Please let us know if you have any more queries.

The above code works very well for all TOC Items
EXCEPT the LAST item. The Last item’s content is not picked up.
I think this is because of the [i+1] in the code yellow code below.

for (int i = 0; i < tocitems.Count - 1; i++)
{
    BookmarkStart bookmarkStart = doc.Range.Bookmarks[tocitems[i].ToString()].BookmarkStart;
    BookmarkStart bookmarkEnd = doc.Range.Bookmarks[tocitems[i + 1].ToString()].BookmarkStart;
    // Firstly extract the content between these nodes including the bookmark.
    ArrayList extractedNodes = ExtractContent(bookmarkStart, bookmarkEnd, false);
    Document doc2 = GenerateDocument(doc, extractedNodes);
    doc2.Save(MyDir + tocitems[i] + "AsposeOut.docx");
}

Hi Nitin,

Thanks for your inquiry. It would be great if you please share following detail for investigation purposes.

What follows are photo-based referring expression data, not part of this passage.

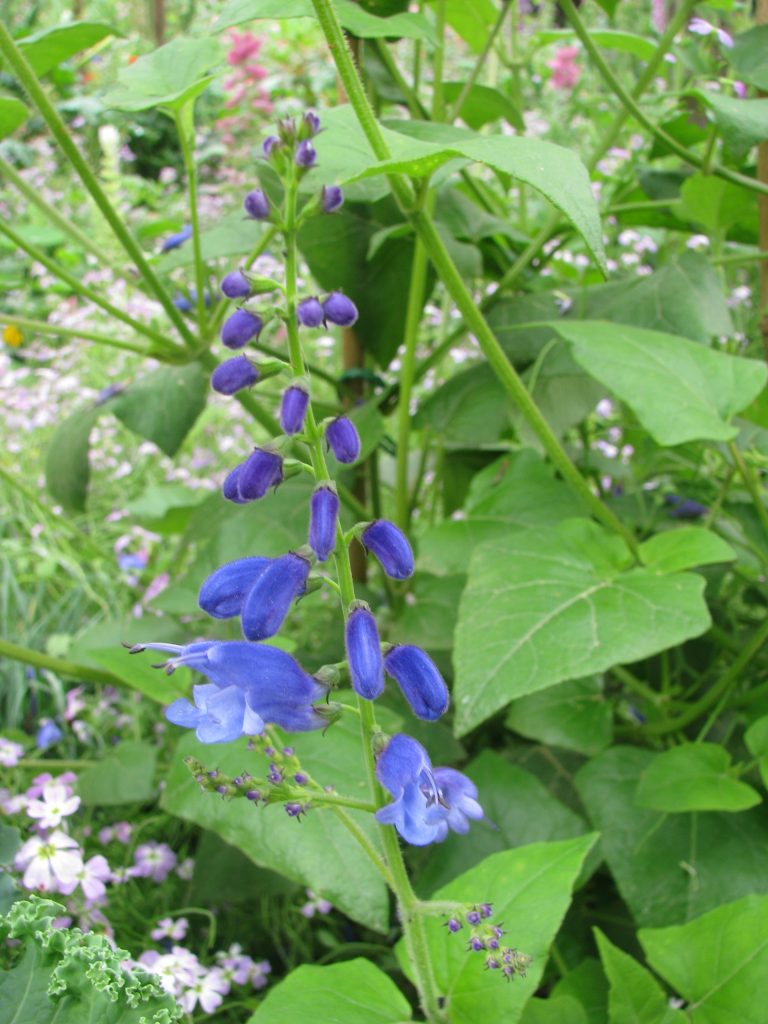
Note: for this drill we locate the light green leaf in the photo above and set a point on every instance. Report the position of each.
(12, 114)
(573, 715)
(170, 77)
(124, 776)
(636, 996)
(324, 856)
(521, 809)
(693, 777)
(342, 993)
(684, 548)
(530, 891)
(679, 390)
(48, 48)
(689, 862)
(164, 406)
(718, 963)
(565, 603)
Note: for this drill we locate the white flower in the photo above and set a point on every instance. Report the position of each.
(50, 864)
(56, 802)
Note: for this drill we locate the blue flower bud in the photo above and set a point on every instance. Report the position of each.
(222, 594)
(240, 328)
(233, 375)
(269, 599)
(332, 199)
(339, 309)
(293, 409)
(256, 204)
(324, 511)
(390, 546)
(235, 286)
(364, 653)
(305, 154)
(418, 677)
(309, 312)
(343, 439)
(261, 470)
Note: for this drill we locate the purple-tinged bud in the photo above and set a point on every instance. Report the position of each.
(332, 199)
(305, 154)
(293, 409)
(261, 470)
(364, 653)
(270, 597)
(222, 594)
(422, 684)
(339, 309)
(309, 312)
(390, 546)
(256, 205)
(233, 375)
(241, 328)
(235, 286)
(324, 512)
(343, 439)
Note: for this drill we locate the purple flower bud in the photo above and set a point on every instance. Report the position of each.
(222, 594)
(233, 375)
(293, 409)
(309, 312)
(240, 328)
(422, 684)
(331, 199)
(261, 470)
(364, 653)
(324, 511)
(305, 154)
(390, 546)
(235, 286)
(339, 309)
(269, 599)
(343, 439)
(256, 205)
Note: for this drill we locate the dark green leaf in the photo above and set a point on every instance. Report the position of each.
(566, 603)
(164, 406)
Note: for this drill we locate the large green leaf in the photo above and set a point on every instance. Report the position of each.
(164, 406)
(670, 867)
(529, 889)
(545, 605)
(519, 810)
(344, 993)
(679, 390)
(636, 996)
(693, 777)
(317, 852)
(718, 963)
(48, 48)
(169, 77)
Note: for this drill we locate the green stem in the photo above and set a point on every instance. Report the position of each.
(57, 128)
(633, 109)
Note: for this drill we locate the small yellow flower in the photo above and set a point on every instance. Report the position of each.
(12, 336)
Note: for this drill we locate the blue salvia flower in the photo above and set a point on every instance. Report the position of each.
(293, 409)
(343, 439)
(233, 375)
(269, 599)
(391, 548)
(222, 594)
(420, 680)
(239, 329)
(364, 653)
(324, 513)
(261, 470)
(427, 802)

  • Please attach your input Word document.
  • Please

create a standalone/runnable simple application (for example a Console
Application Project
) that demonstrates the code (Aspose.Words code) you used to generate
your output document

  • Please attach the output Word file that shows the undesired behavior.
  • Please
    attach your target Word document showing the desired behavior. You can
    use Microsoft Word to create your target Word document. I will
    investigate as to how you are expecting your final document be generated
    like.

Unfortunately,
it is difficult to say what the problem is without the Document(s) and
simplified application. We need your Document(s) and simple project to
reproduce the problem. As soon as you get these pieces of information to
us we’ll start our investigation into your issue.

Hi Tahir,

See attached a sample VS2013 solution.
The sample doc is in the Debug/bin folder.

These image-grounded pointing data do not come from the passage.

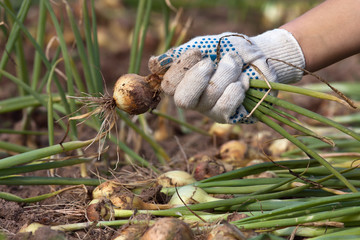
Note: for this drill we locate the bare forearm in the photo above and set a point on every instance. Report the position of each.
(328, 33)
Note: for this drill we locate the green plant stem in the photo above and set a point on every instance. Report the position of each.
(145, 24)
(40, 39)
(295, 89)
(135, 41)
(48, 181)
(50, 110)
(21, 102)
(90, 81)
(11, 147)
(301, 220)
(40, 153)
(305, 112)
(299, 144)
(270, 112)
(68, 72)
(259, 168)
(41, 166)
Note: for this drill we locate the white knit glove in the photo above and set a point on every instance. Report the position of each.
(217, 89)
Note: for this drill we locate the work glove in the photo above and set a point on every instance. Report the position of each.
(215, 85)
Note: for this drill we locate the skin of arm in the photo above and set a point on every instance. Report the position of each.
(328, 33)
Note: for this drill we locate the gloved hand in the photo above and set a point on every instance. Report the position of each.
(198, 81)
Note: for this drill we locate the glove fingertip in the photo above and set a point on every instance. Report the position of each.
(160, 64)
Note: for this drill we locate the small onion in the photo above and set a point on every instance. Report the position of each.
(168, 229)
(105, 189)
(97, 210)
(191, 195)
(130, 232)
(136, 94)
(233, 152)
(226, 231)
(130, 201)
(175, 178)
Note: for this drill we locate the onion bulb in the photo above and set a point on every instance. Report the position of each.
(226, 231)
(105, 189)
(190, 195)
(136, 94)
(175, 178)
(97, 210)
(129, 201)
(233, 152)
(168, 229)
(130, 232)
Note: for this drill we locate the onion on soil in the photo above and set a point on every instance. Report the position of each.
(130, 232)
(175, 178)
(190, 195)
(225, 231)
(131, 201)
(168, 229)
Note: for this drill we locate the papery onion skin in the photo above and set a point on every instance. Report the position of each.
(136, 94)
(175, 178)
(168, 229)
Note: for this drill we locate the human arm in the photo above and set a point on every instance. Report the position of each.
(327, 33)
(318, 38)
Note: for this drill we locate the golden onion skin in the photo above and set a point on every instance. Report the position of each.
(169, 228)
(136, 94)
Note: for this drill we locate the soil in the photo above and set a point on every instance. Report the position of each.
(185, 149)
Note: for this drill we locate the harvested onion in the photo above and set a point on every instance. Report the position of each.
(105, 189)
(169, 229)
(191, 195)
(136, 94)
(226, 231)
(175, 178)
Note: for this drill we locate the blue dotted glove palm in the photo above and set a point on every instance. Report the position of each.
(215, 84)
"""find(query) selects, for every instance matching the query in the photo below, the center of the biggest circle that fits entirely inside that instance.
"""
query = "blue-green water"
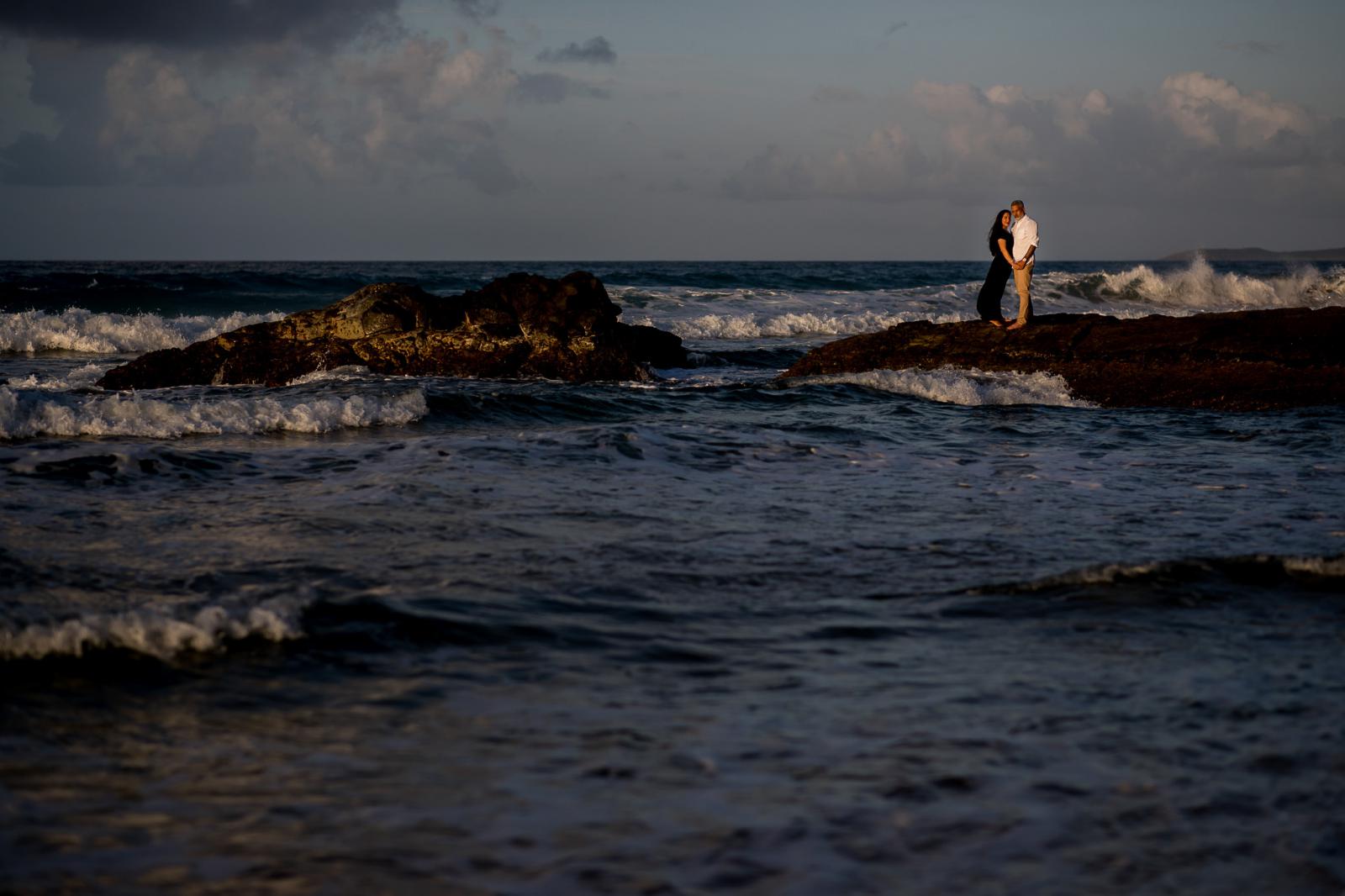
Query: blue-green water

You will see that I have 11 TOC items in my doc.
But the code only extract the content for 10 TOC items.
The Last item is never not extracted.

The code basically gets all TOC items
Then extracts the content BETWEEN one link and the next sibling.
The problem is that for the LAST TOC item there is NO next sibling,
and therefore does not extract.

Hi Nitin,

Thanks for your inquiry. In your case, I suggest you please insert a bookmark at the end of document and add it into toc array list as shown below. Hope this helps you. Please let us know if you have any more queries.

Document doc = new Document(WordFilePath);
DocumentBuilder builder = new DocumentBuilder(doc);
builder.MoveToDocumentEnd();
builder.StartBookmark("_TocEnd");
builder.EndBookmark("_TocEnd");
//***********************************************************
// GET CONTENT
// **********************************************************
NodeCollection nodes = doc.GetChildNodes(NodeType.FieldStart, true);
// Get list of bookmarks listed in TOC
ArrayList tocitems = new ArrayList();
foreach (Aspose.Words.Fields.FieldStart fstart in nodes)
{
    if (fstart.FieldType == Aspose.Words.Fields.FieldType.FieldPageRef)
    {
        String fieldText = GetFieldCode(fstart);
        if (fieldText.Contains("_Toc"))
        {
            fieldText = fieldText.Substring(fieldText.IndexOf("_Toc"), fieldText.Length - fieldText.IndexOf("_Toc")).Replace("\\h", "").Trim();
            tocitems.Add(fieldText);
        }
    }
}
tocitems.Add("_TocEnd");
LBL_TOTAL_TOC_ITEMS.Text = tocitems.Count.ToString();
// **************************************************

that fixed the issue.
THANK YOU so much!!